Our upbringing is so different and this is the decision we made when we decided to emigrate. Discipline is handled so differently in our new country, compared to when I was a child.
When I think about those beatings, I remember the fear rising up inside of me at what was to come. It wasn’t that I was a naughty child either but in those days most things got you into trouble. For example, I remember one of our teachers didn’t come to class for that period. With no adult presence, needless to say, the kids were making a noise. A teacher from the next class walked in with a cane told us all to stand and hold out our hands. The noise level had obviously gotten too much for her, disrupting her own class. All the kids in my class immediately went quiet at this point and did as they were told. She then proceeded to give each child two strikes on the hand and with such force too, obviously taking out her pent-up anger on us.
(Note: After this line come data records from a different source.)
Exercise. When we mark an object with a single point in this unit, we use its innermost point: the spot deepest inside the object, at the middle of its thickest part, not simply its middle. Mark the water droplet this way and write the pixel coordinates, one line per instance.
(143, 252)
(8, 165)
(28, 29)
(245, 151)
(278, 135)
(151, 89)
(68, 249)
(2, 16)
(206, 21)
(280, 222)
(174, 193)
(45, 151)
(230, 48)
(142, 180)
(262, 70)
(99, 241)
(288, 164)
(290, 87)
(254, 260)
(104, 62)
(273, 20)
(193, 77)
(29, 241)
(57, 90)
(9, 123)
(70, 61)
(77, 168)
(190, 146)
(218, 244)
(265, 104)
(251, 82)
The burn is what you feel first, followed immediately by a throbbing pain in the bone and an almost numbing feeling pushing up your arm. You sit down and “lick your wounds” as tears sting your eyes and threaten to spread over your cheeks. No-one dares cry though because it’s just uncool.
When she was done, a class of about 30 kids were reduced to a quiet, where you could literally hear a pin drop. She walked out and didn’t say a word.
Do I think this form of discipline is good…? Most definitely not. I do, however, believe that kids need discipline. These are values, which shape us as individuals and having a society of kids who say and do just what they want, is also not ideal.
In saying that though, I’m relieved that my kids will never be subjected to such form of discipline. The thought thereof, or any form of pain being inflicted on them, is unbearable, to say the least.
If I were to engage in a conversation with my daughter about what my school was like again, I would most probably concentrate on the good. All the things that made being at school worthwhile…the things that made me happy and the friendships that I made. I think if she knew at this age what our discipline was like, it would probably give her nightmares.